In the age of networks, inventories need to be prepared for sudden demand for an item that, by chance, may go viral due to a social media action. Similarly, networks can be the catalyst for consumer complaints about delays in e-commerce deliveries and demands for positioning by the brand and/or suppliers.
The change in social and technological behavior brings the need to map the opportunities and risks that social networks represent for the supply chain.
Marketing actions must be aligned with the supply chain
It is very common for marketing teams to work with the aim of generating viral content to increase consumer interest in a product or service. However, the planning of these actions should preferably be developed in a coordinated manner with the organization’s supply sector.
Ultimately, even if all marketing efforts are designed to be successful, they will be ineffective if they increase interest in a product that does not exist or whose inventory is not sufficient to meet the increase in demand.
Therefore, ideally, an organization’s supply chain should be present alongside the marketing team, discussing possibilities, solutions and potential obstacles to sales actions.

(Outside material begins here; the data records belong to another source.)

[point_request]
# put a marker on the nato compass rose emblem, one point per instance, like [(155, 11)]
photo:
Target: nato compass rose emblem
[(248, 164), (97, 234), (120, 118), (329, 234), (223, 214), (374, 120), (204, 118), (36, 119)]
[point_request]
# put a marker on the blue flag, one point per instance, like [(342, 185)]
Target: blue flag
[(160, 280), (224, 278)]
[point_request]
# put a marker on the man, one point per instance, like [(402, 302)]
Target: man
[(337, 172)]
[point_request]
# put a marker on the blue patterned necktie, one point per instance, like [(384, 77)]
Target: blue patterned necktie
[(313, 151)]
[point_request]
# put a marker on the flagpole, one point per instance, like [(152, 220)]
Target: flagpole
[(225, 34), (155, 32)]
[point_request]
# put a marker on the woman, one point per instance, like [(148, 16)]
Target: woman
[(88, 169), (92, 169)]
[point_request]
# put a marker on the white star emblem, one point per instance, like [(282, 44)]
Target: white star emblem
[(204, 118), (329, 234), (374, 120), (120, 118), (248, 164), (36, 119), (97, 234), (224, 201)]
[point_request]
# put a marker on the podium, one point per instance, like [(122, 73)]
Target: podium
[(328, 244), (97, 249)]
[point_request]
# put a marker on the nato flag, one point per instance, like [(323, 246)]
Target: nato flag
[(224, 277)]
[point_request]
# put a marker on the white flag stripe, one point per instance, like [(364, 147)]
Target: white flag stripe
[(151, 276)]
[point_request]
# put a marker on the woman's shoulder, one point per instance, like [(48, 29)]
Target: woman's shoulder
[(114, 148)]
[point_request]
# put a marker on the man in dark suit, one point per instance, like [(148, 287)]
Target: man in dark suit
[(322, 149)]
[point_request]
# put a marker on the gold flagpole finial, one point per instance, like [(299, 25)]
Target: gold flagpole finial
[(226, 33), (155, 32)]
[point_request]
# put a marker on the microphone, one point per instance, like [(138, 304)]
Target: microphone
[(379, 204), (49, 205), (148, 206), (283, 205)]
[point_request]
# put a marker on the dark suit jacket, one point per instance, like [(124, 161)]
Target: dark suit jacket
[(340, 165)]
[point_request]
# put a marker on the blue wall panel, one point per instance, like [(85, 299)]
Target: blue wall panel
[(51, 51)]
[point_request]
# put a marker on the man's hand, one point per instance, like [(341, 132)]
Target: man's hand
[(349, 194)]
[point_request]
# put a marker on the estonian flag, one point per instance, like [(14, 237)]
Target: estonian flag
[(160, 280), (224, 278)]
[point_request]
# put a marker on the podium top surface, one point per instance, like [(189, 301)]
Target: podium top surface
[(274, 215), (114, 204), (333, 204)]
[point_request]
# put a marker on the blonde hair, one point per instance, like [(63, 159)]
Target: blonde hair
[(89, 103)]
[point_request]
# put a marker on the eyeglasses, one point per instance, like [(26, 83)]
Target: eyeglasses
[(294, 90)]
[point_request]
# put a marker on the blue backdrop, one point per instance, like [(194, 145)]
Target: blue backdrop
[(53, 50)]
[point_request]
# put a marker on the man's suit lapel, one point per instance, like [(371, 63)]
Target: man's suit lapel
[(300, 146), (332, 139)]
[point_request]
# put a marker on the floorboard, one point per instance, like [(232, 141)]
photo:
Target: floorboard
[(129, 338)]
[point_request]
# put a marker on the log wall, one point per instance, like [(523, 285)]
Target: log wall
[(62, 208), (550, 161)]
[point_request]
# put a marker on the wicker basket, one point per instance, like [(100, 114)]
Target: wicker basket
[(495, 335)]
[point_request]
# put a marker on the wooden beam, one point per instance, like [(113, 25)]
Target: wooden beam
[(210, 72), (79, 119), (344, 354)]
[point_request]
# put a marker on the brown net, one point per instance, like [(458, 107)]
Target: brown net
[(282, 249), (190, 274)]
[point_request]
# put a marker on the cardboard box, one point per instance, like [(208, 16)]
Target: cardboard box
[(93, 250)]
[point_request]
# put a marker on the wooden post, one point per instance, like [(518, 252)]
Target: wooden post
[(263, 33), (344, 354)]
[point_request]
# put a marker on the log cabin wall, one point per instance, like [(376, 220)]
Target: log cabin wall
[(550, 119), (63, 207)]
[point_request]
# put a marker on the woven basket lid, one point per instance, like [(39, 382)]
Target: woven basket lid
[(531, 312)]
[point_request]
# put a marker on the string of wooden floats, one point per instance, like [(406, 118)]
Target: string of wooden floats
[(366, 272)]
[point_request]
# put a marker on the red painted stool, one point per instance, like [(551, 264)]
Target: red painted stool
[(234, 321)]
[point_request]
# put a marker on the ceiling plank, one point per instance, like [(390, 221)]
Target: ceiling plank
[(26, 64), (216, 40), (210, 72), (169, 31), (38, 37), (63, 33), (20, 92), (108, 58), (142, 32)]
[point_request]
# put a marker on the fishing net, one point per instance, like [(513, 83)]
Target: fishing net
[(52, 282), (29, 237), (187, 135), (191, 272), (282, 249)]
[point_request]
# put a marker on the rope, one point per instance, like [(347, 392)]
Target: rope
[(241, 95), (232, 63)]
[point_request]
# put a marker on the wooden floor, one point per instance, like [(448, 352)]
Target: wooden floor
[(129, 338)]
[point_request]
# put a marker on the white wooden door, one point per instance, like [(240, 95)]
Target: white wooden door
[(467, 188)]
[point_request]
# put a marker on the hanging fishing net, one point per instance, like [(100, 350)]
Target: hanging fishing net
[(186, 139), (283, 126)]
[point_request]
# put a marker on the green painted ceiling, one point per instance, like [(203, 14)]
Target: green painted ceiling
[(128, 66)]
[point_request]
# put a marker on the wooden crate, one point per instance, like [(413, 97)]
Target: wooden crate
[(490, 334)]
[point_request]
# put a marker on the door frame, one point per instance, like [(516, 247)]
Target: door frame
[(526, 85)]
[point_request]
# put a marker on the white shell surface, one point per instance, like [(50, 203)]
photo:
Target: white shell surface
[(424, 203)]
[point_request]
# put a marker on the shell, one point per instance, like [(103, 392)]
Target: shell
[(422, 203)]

This increases the chances of success in implementing strategies and reduces the possibility that an action is successful on the networks but fails in sales.
How should the supply chain be prepared?
In addition to good communication with marketing teams, internally, the supply chain must also be prepared to respond quickly and effectively to demands in times of social media.
Some measures that can strengthen the supply chain’s response capacity are:
Social media has already proven its power to move the retail sector, so creating a safety stock is a practice to consider. Of course, this depends on the nature of the product that each company sells, as some items, such as food, may not benefit from a long storage period. However, in sectors where storage is possible, this creates a safety margin for the operation.